Der Nachbarblock war lustig anzusehen: bei jeder Ecke stürmten die größtenteils Minderjährigen den Zaun und die Ordner ließen sie gewähren. Doch plötzlich wollten die Ordner einen Fan aus dem Block ziehen und schon war die "schönste" Schlägerei im Gange. Ergebnis war ein Gerangel und in den Block marschierende Polizei, aber offensichtlich keine Festnahme. In Deutschland wäre das wohl anders ausgegangen. Auch was positives: Zwischendurch klatschte uns ein Franzose anerkennend Beifall und hob den Daumen!

Die Getränkeausgabe - wie im Gefangenenlager......
Die Getränkeausgabe - wie im Gefangenenlager......
© Foto: THE UNITY

Richtig interessant war jedoch die Getränkeausgabe an das deutsche Vieh im Block: hinter der Tribüne wurde man durch ein Gittertor "versorgt", einfach unwürdig!

Nach dem Spiel wurden wir nun - zur eigenen Sicherheit (wovor?) - noch geschlagene 45 Minuten im abgeschlossenen Block festgehalten. Nachdem wir dann endlich aus dem Block gelassen wurden, ging die Schikane weiter. Die Busse waren auf dem Vorplatz aufgefahren und Polizei und Ordner ließen nur einen schmalen Durchgang frei. Dort kam es dann zu einer weiteren Rangelei. Ein BVB-Fan wagte es, einen Ordner anzufassen und um Durchlass zu bitten, als sich dieser umdrehte und zuschlug.
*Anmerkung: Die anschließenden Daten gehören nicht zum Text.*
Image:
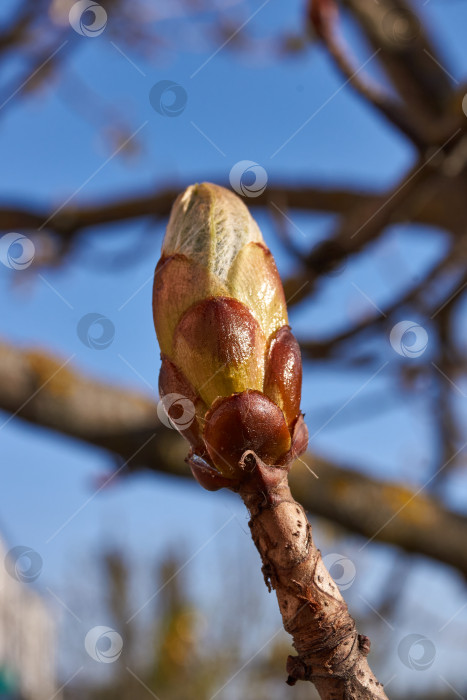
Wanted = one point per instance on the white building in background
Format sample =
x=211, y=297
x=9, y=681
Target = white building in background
x=27, y=640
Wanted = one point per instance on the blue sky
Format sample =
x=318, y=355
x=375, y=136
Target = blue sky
x=247, y=108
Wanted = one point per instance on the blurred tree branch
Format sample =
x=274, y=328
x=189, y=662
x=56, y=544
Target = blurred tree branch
x=39, y=388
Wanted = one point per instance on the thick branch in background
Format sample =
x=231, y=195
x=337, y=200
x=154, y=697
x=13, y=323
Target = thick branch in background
x=125, y=422
x=330, y=652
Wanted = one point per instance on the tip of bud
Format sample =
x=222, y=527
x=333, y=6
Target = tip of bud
x=210, y=225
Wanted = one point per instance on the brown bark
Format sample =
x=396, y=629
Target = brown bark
x=331, y=654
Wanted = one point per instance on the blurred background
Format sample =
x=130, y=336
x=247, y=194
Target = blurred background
x=343, y=127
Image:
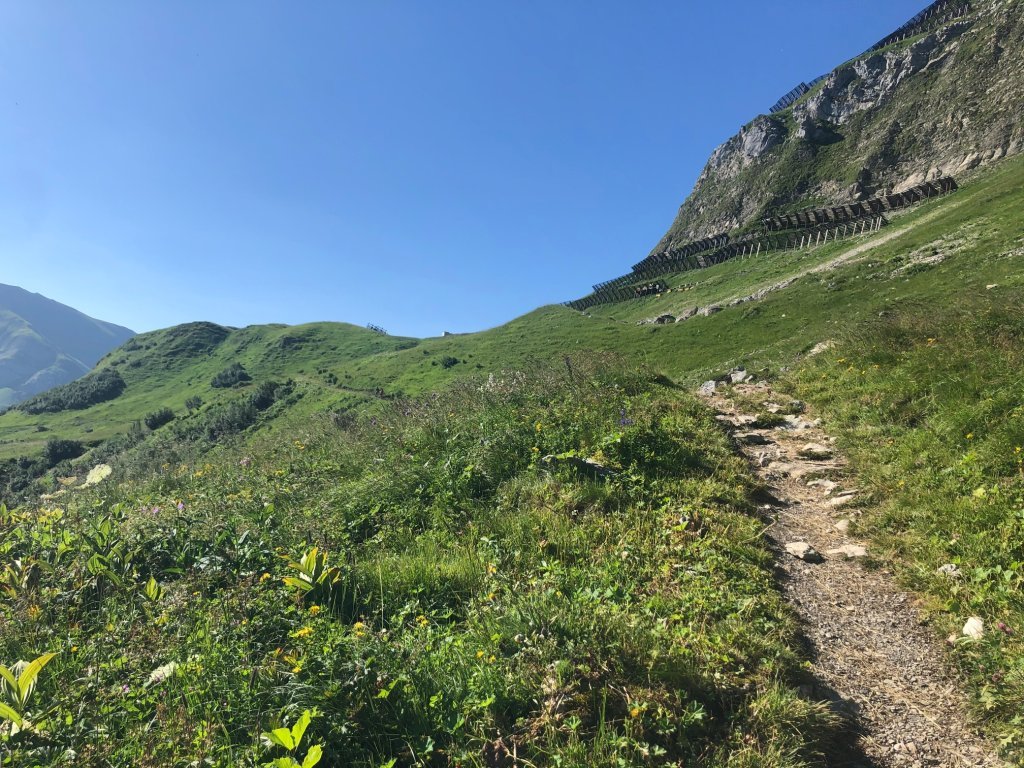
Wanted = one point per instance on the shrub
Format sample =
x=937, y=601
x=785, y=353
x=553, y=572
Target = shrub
x=89, y=390
x=159, y=418
x=57, y=451
x=233, y=374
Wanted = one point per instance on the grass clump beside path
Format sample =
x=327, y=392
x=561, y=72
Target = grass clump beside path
x=930, y=408
x=427, y=585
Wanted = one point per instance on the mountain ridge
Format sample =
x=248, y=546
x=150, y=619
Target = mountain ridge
x=44, y=343
x=940, y=102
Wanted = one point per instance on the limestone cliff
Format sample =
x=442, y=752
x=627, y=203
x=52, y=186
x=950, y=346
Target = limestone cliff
x=941, y=102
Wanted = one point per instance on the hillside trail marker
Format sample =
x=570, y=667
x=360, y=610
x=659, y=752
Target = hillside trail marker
x=871, y=657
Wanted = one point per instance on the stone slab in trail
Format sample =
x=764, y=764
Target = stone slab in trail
x=870, y=655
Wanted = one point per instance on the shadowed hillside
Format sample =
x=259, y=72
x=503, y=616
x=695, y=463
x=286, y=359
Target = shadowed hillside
x=44, y=343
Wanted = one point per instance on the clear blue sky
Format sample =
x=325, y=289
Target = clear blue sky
x=422, y=165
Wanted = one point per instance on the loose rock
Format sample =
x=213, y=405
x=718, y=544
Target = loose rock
x=804, y=551
x=850, y=551
x=815, y=451
x=950, y=570
x=975, y=628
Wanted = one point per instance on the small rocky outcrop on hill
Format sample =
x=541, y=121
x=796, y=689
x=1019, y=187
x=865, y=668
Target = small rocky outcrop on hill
x=938, y=104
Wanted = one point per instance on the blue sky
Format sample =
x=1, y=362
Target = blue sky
x=424, y=166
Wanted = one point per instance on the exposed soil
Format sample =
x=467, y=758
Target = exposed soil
x=871, y=656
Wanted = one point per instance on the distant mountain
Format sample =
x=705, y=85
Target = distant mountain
x=44, y=343
x=940, y=96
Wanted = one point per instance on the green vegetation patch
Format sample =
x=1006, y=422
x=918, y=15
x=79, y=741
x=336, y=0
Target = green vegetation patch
x=561, y=565
x=930, y=408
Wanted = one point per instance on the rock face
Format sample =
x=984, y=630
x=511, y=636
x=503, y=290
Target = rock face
x=943, y=103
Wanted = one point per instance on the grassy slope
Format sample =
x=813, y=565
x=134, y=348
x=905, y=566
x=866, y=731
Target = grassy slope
x=480, y=603
x=773, y=331
x=164, y=368
x=960, y=501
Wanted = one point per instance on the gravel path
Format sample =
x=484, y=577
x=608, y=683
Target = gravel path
x=870, y=654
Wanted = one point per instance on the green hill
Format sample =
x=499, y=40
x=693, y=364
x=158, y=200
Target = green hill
x=532, y=545
x=44, y=343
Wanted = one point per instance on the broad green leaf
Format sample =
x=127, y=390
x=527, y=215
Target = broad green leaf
x=28, y=679
x=313, y=756
x=8, y=714
x=282, y=737
x=299, y=729
x=9, y=679
x=298, y=584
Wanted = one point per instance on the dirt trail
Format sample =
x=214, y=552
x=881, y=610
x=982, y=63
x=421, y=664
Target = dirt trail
x=870, y=654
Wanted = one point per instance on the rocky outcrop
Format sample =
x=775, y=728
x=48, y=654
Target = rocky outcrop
x=940, y=104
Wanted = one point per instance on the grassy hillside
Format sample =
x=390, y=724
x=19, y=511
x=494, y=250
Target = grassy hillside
x=487, y=599
x=442, y=582
x=44, y=343
x=932, y=253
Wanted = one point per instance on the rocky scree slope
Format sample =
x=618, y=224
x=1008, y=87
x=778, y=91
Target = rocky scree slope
x=44, y=343
x=942, y=102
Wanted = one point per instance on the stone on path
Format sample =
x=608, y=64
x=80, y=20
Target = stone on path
x=804, y=551
x=826, y=485
x=851, y=551
x=975, y=628
x=738, y=375
x=949, y=570
x=815, y=451
x=842, y=500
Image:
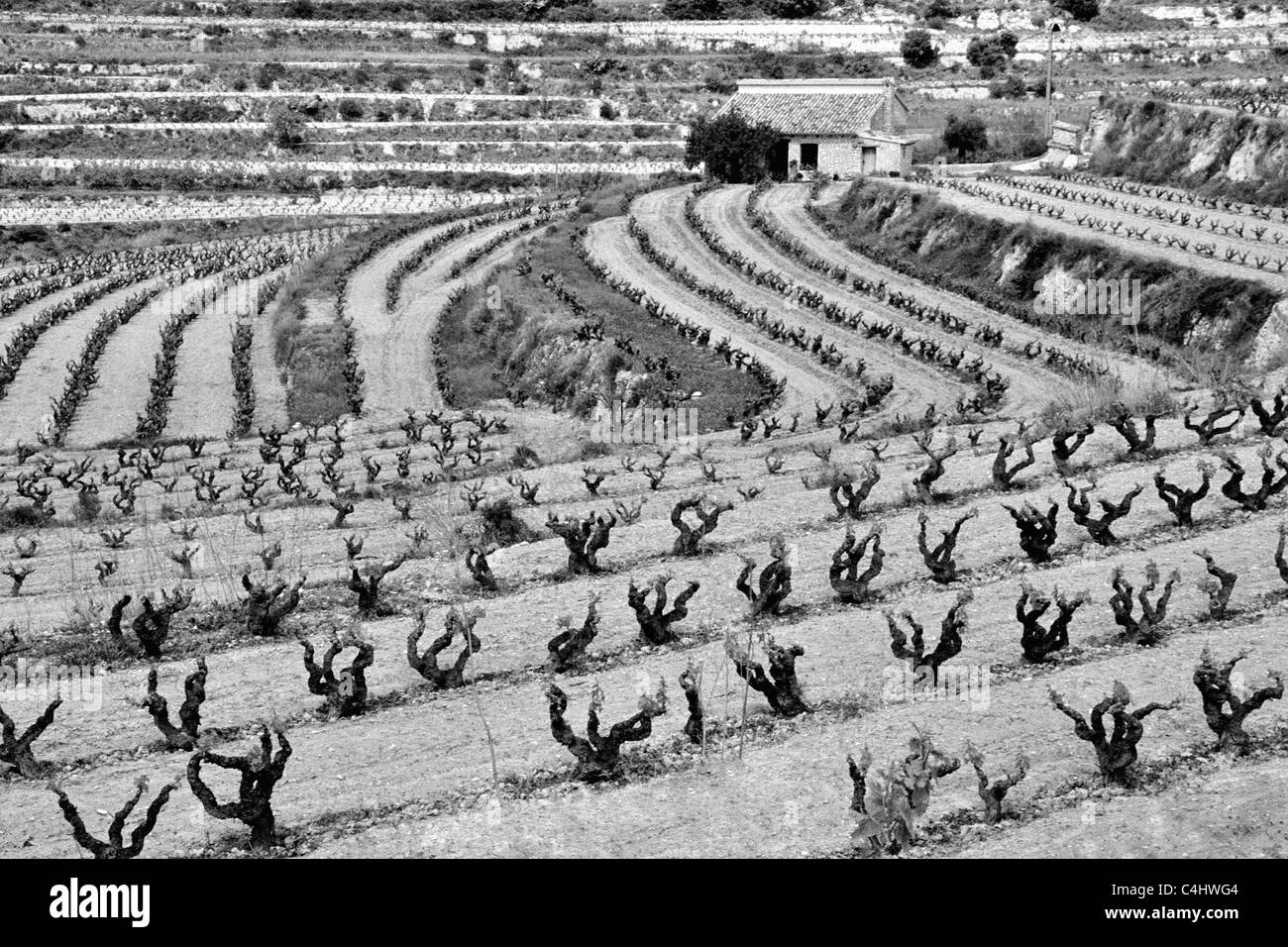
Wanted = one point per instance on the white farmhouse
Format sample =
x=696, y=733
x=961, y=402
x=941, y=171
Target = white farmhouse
x=832, y=128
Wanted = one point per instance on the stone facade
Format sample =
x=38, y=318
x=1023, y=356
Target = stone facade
x=829, y=128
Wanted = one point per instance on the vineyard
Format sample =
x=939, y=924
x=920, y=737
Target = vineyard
x=316, y=541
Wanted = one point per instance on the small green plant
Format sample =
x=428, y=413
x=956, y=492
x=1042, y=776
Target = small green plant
x=892, y=800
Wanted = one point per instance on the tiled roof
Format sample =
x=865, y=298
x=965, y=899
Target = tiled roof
x=818, y=114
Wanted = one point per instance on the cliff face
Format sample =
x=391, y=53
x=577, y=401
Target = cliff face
x=1209, y=151
x=1012, y=262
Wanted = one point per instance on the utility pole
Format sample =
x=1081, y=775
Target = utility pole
x=1052, y=27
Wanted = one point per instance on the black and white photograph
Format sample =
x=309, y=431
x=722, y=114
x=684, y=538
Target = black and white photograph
x=829, y=431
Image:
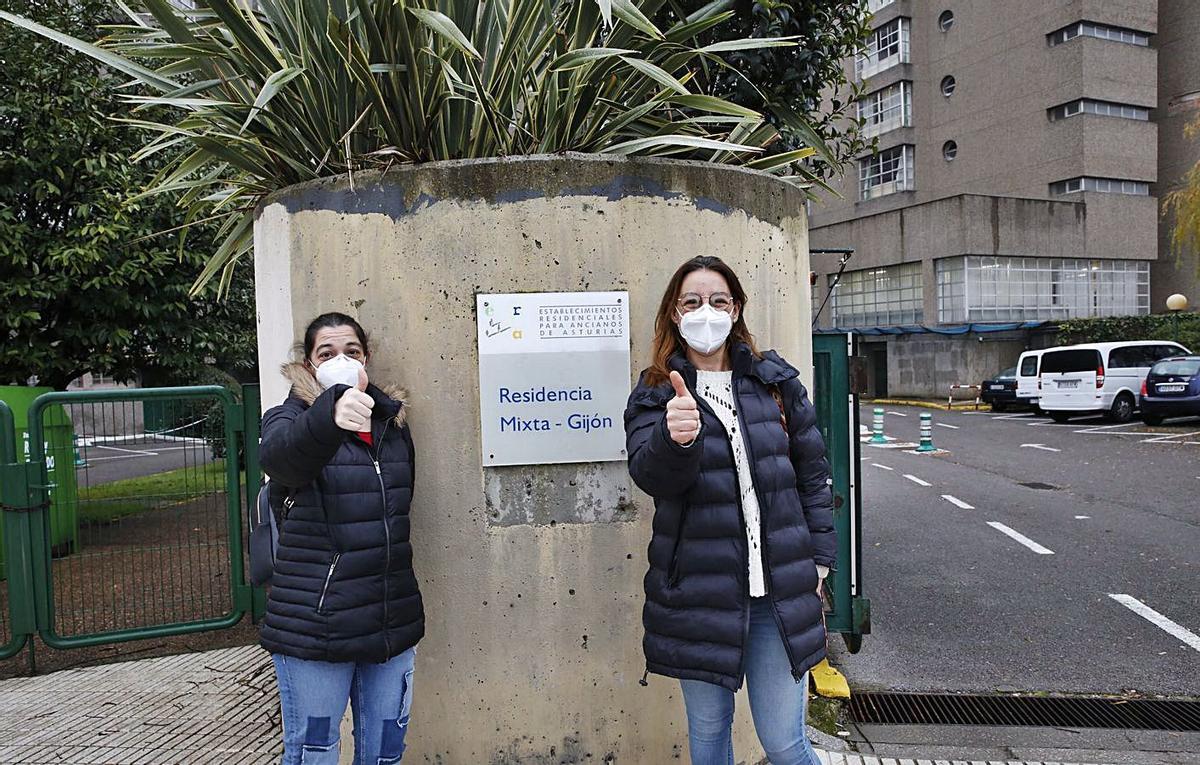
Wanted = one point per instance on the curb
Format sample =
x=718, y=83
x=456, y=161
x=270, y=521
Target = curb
x=924, y=404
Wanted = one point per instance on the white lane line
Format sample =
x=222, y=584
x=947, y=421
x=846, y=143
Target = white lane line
x=1020, y=537
x=1158, y=620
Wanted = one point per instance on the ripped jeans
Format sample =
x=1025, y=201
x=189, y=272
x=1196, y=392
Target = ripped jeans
x=313, y=698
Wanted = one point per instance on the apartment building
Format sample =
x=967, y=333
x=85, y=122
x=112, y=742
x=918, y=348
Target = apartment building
x=1023, y=146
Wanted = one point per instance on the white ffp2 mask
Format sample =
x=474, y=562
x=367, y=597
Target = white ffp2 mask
x=339, y=369
x=706, y=329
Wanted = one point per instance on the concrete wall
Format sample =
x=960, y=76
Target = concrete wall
x=1179, y=103
x=927, y=365
x=533, y=651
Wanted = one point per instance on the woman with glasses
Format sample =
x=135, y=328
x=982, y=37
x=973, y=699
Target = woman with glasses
x=725, y=440
x=343, y=613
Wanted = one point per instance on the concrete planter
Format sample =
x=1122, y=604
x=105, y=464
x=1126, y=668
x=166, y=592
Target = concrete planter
x=532, y=576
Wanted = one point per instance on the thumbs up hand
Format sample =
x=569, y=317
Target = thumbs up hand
x=683, y=415
x=353, y=409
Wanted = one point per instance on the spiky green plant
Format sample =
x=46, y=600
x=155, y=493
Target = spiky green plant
x=304, y=89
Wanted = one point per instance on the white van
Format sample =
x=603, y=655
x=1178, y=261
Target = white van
x=1027, y=368
x=1098, y=377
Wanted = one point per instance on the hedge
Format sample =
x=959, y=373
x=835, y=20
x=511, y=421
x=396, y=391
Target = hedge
x=1183, y=329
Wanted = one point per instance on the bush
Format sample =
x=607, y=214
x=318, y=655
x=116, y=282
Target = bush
x=1183, y=329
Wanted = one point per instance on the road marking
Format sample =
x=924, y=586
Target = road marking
x=1158, y=620
x=1020, y=537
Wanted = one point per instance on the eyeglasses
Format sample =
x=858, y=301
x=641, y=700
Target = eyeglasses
x=691, y=301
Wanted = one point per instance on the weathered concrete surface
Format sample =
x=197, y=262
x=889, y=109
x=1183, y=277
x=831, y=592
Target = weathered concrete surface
x=532, y=578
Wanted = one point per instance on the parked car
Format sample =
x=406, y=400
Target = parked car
x=1000, y=391
x=1029, y=366
x=1099, y=378
x=1171, y=390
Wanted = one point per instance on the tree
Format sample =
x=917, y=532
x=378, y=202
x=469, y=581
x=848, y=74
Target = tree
x=299, y=90
x=807, y=80
x=1185, y=204
x=85, y=284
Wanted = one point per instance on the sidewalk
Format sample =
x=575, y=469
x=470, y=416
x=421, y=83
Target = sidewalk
x=216, y=706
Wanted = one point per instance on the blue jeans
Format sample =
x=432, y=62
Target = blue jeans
x=778, y=703
x=313, y=697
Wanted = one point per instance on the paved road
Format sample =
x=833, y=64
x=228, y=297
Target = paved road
x=959, y=604
x=113, y=461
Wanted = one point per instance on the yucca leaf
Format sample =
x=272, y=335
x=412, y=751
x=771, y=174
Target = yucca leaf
x=690, y=142
x=443, y=25
x=750, y=43
x=583, y=56
x=107, y=58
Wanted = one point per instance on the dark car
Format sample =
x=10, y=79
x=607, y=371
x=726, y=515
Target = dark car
x=1001, y=390
x=1171, y=390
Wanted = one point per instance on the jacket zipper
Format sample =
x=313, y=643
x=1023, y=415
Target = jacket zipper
x=329, y=577
x=745, y=570
x=762, y=535
x=387, y=537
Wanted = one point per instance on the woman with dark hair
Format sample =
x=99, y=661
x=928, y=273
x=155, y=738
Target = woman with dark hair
x=343, y=613
x=725, y=440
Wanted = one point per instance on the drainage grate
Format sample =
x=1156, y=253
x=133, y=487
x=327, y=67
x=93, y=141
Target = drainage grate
x=934, y=709
x=1039, y=486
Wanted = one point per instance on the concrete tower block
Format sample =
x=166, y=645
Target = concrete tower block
x=532, y=576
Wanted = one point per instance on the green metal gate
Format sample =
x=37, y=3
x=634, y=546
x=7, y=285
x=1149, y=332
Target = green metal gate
x=156, y=540
x=837, y=405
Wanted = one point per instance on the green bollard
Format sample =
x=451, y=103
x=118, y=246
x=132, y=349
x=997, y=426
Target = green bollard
x=927, y=433
x=877, y=427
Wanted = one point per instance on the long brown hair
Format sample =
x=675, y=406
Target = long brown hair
x=667, y=341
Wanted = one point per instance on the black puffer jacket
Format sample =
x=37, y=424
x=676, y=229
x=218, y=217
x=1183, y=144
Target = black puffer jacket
x=343, y=588
x=697, y=601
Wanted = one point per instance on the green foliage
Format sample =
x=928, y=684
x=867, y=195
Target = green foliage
x=306, y=89
x=106, y=503
x=807, y=80
x=1183, y=329
x=84, y=284
x=1182, y=204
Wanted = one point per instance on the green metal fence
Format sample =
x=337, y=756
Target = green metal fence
x=120, y=526
x=849, y=612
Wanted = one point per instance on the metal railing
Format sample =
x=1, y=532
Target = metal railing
x=124, y=520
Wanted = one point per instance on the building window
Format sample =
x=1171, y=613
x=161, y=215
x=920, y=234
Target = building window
x=1102, y=31
x=886, y=109
x=886, y=173
x=886, y=47
x=981, y=288
x=886, y=296
x=1103, y=108
x=1102, y=185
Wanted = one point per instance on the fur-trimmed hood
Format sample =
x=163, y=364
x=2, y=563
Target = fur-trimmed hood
x=306, y=387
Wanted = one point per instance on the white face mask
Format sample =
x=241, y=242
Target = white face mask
x=706, y=329
x=339, y=369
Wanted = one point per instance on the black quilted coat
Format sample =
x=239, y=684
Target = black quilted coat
x=343, y=588
x=697, y=601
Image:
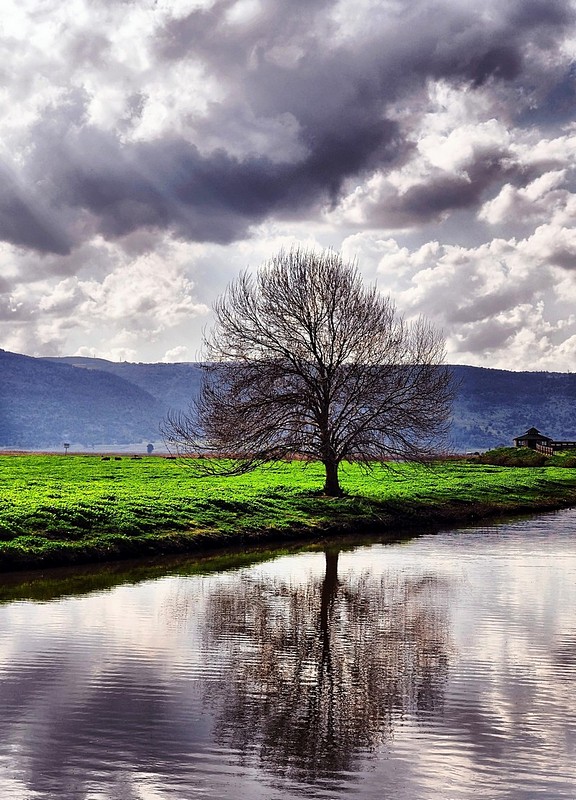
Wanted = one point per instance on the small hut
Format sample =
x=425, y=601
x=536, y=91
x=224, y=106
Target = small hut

Daraus entstand dann eine kleine Schlägerei mit einem Polizisten, der in einem Film besser aufgehoben gewesen wäre. Knüppelschwingend hatte er sich vor den Dortmundern aufgebaut und diese provozierend aufgefordert, zu ihm zu kommen. Von seinen Kollegen wurde er dann zurück gezogen. Zu diesem Zeitpunkt hatte er allerdings schon mehrfach ausgeteilt und 2 Fans verletzt. Von der Polizei wurden wir dann in die Busse gedrängt und im Konvoi aus der Stadt gefahren. Grundsätzlich bleibt festzuhalten, daß man von Glück sagen kann, daß sich die Dortmunder Fans vom agressiven Verhalten der Polizei nicht aus der Ruhe bringen ließ.

Die Rückfahrt verlief naturgemäß ruhiger und um 5:30 Uhr waren wir endlich wieder in Dortmund. Nur um das klarzustellen: mit der französischen Bevölkerung gab es eigentlich keine Probleme, man wurde nicht beschimpft, sondern nett behandelt. Einzig das organisierte Verhalten der Ordnungsmacht war mehr als nur störend. Fußballspiele stellen sicherlich eine besondere Art der "Völkerbegegnung" dar und sind nicht das ganze oder wahre Leben, schließlich stehen hier alle unter Strom. Aber auch Fußballspiele, die Besucher dieser Spiele und diejenigen, die das ganze überwachen geben eine Visitenkarte ab. Persönlich war ich solch ein Verhalten in Frankreich überhaupt nicht gewohnt, bisher sind wir immer super aufgenommen worden.